From the cosiest example of cottage planting to a wild and wonderful exotic jungle; from a serene urban haven to a green eco Eden, this six-part series examines the very best gardens that Britain has to offer. In each episode, the judges explore two gardens, focusing on their unique identities and explaining how they suit their owners.

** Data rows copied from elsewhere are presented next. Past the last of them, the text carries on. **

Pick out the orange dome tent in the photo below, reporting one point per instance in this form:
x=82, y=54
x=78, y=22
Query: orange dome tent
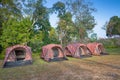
x=77, y=50
x=17, y=55
x=96, y=48
x=53, y=52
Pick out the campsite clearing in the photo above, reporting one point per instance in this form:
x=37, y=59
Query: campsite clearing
x=105, y=67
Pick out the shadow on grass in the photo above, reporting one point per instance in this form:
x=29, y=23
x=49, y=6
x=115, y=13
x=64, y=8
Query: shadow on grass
x=108, y=65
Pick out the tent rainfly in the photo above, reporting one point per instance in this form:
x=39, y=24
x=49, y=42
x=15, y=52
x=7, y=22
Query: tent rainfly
x=96, y=48
x=17, y=55
x=77, y=50
x=53, y=52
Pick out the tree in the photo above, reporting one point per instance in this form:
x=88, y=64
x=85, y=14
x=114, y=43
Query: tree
x=16, y=32
x=82, y=14
x=113, y=26
x=65, y=23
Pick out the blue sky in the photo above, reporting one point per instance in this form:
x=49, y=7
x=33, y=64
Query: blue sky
x=105, y=10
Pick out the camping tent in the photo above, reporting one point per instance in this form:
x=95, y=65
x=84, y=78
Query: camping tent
x=17, y=55
x=77, y=50
x=53, y=52
x=96, y=48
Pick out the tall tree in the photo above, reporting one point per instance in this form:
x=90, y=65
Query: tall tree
x=8, y=9
x=16, y=32
x=65, y=22
x=113, y=26
x=82, y=15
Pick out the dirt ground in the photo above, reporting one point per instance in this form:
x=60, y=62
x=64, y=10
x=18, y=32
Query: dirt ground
x=93, y=68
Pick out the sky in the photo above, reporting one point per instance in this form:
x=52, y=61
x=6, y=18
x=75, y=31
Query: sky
x=105, y=10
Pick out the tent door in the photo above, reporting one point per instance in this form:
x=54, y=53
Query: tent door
x=20, y=54
x=55, y=52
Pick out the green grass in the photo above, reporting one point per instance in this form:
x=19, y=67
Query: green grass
x=105, y=67
x=113, y=50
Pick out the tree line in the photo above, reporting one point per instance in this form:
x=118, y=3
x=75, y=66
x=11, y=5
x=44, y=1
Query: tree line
x=27, y=22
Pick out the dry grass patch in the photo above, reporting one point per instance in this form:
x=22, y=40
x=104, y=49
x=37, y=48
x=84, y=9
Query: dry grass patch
x=92, y=68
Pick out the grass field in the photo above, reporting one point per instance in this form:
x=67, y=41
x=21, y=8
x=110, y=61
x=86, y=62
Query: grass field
x=105, y=67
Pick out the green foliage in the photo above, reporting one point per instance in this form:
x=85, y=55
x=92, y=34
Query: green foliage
x=83, y=19
x=15, y=32
x=113, y=27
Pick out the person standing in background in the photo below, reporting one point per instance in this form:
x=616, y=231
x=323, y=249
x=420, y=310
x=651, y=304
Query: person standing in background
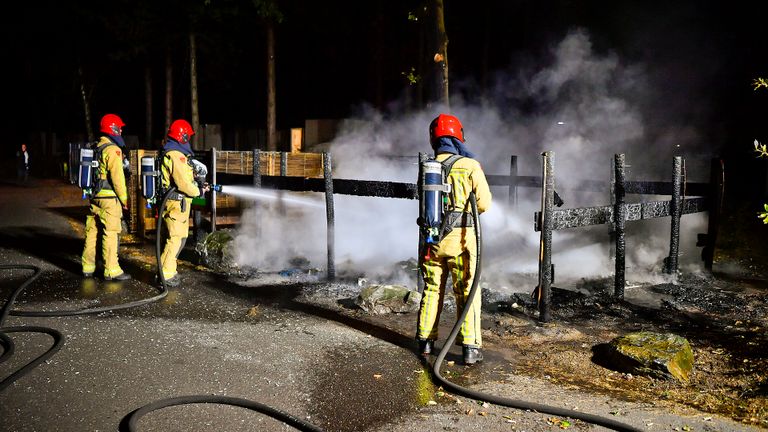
x=22, y=163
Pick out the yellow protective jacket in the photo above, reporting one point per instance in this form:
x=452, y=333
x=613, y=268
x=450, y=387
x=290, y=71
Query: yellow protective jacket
x=467, y=176
x=177, y=172
x=111, y=170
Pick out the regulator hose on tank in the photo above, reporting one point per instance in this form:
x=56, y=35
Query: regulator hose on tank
x=512, y=403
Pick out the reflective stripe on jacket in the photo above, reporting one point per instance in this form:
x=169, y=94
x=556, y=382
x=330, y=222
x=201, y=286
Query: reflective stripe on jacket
x=111, y=170
x=177, y=172
x=467, y=176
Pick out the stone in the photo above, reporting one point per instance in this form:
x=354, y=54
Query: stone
x=217, y=251
x=661, y=355
x=384, y=299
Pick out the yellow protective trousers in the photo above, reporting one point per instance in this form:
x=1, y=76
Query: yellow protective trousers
x=106, y=215
x=456, y=255
x=177, y=224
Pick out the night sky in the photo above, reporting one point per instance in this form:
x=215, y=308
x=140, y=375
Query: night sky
x=336, y=57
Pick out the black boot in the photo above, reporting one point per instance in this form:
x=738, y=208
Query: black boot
x=472, y=354
x=426, y=347
x=121, y=277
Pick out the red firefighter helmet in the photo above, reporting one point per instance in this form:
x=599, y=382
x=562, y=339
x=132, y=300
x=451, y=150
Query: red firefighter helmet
x=112, y=124
x=446, y=125
x=181, y=131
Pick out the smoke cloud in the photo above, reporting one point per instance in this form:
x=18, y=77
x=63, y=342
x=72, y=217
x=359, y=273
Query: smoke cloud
x=582, y=106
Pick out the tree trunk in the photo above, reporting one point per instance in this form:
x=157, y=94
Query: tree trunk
x=271, y=90
x=148, y=97
x=86, y=105
x=193, y=91
x=441, y=55
x=168, y=91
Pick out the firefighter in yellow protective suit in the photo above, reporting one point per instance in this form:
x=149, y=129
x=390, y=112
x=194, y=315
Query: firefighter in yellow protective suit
x=456, y=253
x=108, y=201
x=177, y=171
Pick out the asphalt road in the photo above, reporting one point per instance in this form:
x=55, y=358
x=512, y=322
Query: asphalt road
x=263, y=342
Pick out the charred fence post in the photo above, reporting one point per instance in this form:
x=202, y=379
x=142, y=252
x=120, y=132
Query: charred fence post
x=213, y=192
x=619, y=221
x=328, y=177
x=513, y=183
x=283, y=173
x=545, y=244
x=256, y=168
x=715, y=207
x=675, y=210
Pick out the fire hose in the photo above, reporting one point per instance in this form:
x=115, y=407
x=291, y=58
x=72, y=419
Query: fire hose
x=7, y=344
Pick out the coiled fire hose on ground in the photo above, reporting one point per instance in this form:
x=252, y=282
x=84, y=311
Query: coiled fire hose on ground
x=7, y=344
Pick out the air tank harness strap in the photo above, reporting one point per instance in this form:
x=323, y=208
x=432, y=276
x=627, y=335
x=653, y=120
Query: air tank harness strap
x=460, y=220
x=178, y=196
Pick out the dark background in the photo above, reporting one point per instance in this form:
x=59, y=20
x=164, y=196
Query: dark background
x=335, y=57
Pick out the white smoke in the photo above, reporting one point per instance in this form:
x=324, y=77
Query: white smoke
x=580, y=105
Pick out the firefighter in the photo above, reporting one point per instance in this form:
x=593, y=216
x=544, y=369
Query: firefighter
x=177, y=171
x=109, y=198
x=456, y=253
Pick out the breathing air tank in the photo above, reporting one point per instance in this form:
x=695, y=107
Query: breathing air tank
x=432, y=196
x=148, y=178
x=85, y=171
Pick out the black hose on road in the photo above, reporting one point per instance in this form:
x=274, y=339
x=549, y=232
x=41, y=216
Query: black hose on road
x=129, y=422
x=7, y=343
x=512, y=403
x=58, y=339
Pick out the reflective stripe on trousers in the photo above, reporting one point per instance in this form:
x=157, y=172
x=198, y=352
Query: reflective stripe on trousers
x=106, y=215
x=462, y=270
x=177, y=225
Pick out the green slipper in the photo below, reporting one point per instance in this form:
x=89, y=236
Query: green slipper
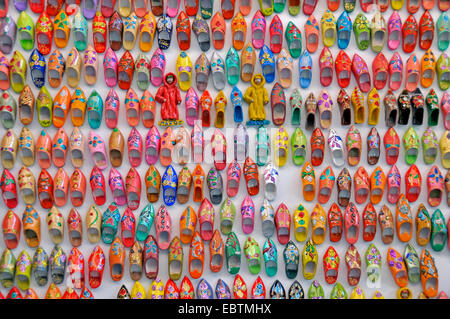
x=433, y=108
x=430, y=146
x=266, y=7
x=443, y=30
x=315, y=291
x=291, y=259
x=270, y=255
x=44, y=106
x=232, y=63
x=253, y=254
x=206, y=8
x=278, y=5
x=262, y=147
x=25, y=28
x=443, y=71
x=298, y=146
x=294, y=39
x=227, y=214
x=17, y=72
x=8, y=111
x=438, y=231
x=294, y=7
x=233, y=254
x=411, y=259
x=338, y=292
x=362, y=31
x=7, y=268
x=23, y=270
x=296, y=102
x=411, y=145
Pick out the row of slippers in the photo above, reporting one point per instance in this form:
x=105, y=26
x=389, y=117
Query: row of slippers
x=205, y=7
x=431, y=230
x=152, y=70
x=125, y=32
x=403, y=269
x=231, y=250
x=57, y=109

Laurence Llewelyn-Bowen – well known for his extensive work on television – spends a day in each home and garden, getting to the heart of the owner’s story and learning how they created their own personal Eden.

The yards are then handed over to the mercy of the three judges – straight-talking garden writer Anne Wareham, esteemed RHS Chelsea judge and medal winner Mark Gregory, and Laetitia Maklouf, author of ‘The Virgin Gardener’. These respected judges will assess the gardens according to their own horticultural bugbears – whether it be the declining standards in basic gardening knowledge, the lack of boldness in British design, or the failure of gardeners to create spaces that reflect their personalities. Once the judges have examined the entrants and offered their opinions, viewers are given tips on how to create the designs at home.

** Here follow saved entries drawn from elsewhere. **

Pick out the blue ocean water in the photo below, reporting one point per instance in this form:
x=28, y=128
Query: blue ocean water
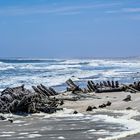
x=54, y=72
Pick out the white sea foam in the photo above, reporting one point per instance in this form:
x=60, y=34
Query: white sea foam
x=61, y=138
x=34, y=135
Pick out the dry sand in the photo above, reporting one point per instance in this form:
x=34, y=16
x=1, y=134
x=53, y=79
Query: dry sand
x=96, y=99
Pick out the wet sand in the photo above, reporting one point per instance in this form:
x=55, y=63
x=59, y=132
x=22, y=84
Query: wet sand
x=79, y=126
x=116, y=98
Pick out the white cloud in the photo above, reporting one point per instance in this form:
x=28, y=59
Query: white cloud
x=15, y=11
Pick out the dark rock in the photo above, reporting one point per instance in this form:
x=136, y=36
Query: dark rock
x=128, y=108
x=128, y=98
x=75, y=112
x=2, y=118
x=10, y=120
x=102, y=106
x=94, y=107
x=108, y=103
x=61, y=102
x=89, y=108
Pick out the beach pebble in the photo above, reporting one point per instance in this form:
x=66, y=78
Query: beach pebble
x=89, y=108
x=75, y=112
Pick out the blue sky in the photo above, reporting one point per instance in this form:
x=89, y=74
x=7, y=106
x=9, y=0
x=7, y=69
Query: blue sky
x=69, y=28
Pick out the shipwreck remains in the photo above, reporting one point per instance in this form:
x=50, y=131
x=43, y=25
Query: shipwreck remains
x=20, y=99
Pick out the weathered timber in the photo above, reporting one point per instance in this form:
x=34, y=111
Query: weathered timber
x=19, y=99
x=101, y=90
x=49, y=92
x=113, y=85
x=105, y=84
x=109, y=84
x=131, y=88
x=72, y=86
x=52, y=90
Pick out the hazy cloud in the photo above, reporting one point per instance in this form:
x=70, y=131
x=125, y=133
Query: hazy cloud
x=15, y=11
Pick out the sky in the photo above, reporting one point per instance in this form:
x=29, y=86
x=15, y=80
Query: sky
x=69, y=28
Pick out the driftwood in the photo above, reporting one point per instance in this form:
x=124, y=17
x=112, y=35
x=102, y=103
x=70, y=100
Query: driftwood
x=101, y=90
x=20, y=99
x=131, y=88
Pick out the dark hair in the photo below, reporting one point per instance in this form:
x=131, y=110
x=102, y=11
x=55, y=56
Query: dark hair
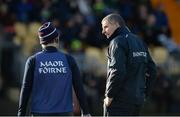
x=115, y=18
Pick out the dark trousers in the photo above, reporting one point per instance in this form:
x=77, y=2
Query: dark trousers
x=122, y=109
x=52, y=114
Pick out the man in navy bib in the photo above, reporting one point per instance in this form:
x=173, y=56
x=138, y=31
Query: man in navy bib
x=49, y=77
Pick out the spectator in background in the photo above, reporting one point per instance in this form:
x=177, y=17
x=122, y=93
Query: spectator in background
x=130, y=69
x=48, y=79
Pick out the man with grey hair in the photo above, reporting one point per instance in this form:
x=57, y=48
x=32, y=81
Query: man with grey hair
x=131, y=71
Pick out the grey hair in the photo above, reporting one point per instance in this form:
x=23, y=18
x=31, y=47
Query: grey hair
x=114, y=18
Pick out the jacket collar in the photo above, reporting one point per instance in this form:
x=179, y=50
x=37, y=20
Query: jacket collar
x=123, y=30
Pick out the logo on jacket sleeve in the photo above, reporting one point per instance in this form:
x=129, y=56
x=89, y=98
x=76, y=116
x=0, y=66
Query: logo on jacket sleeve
x=52, y=67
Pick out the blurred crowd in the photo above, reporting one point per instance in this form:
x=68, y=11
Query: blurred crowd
x=79, y=22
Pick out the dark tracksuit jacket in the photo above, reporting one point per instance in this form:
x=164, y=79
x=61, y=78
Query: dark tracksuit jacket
x=131, y=71
x=48, y=78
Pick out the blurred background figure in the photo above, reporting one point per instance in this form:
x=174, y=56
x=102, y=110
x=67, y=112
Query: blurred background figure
x=156, y=21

In a nail-biting conclusion to each programme, the two medal contenders must defend their gardens against the judges’ criticisms and argue their case as to why they are a worthy winner of the NGS Medal, before the final victor is announced. First to be examined this week is a stable yard in Hampshire. When Sarah moved into the old coach house 27 years ago, there was no garden at all – just a former cattle yard full of rubble. It was not until some years later, when her children had grown up, that Sarah could devote the time and energy necessary to transform the wasteland into the garden of her dreams.

Sarah has made a virtue of the poor, chalky soil to create a space full of easy-to-maintain, self-seeding grasses and perennials. Towering shrubs disguise the narrowness of the plot, while wild, chaotically planted areas contrast with more serene formal lawns. Quirky touches – including an antique olive jar which appears to be growing out of a box, and a carefully tended patch of turf salvaged from Highbury, Arsenal’s former stadium – make this an extremely personal garden. But what will Laurence and the judges make of it?

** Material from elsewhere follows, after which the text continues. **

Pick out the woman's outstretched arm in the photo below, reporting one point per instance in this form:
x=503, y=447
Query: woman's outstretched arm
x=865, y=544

Next up is a fantasy garden in Powys designed by Wolfgang and Kingsley. This somewhat eccentric couple have been living in their 15thcentury Welsh long house for 20 years and have spent much of that time making considerable alterations – both inside and out. Set within beautiful woodland and bluebell meadows is their 2.5-acre garden, encompassing a grotto, a bat cave, a faux mountain spring and a fake alpine scree slope – plus an area called the Grave, where Wolfgang and Kingsley wish to be buried. There can be no doubt that the couple have achieved quite a spectacle in realising their surreal flights of fancy, but will it be too much for the judges?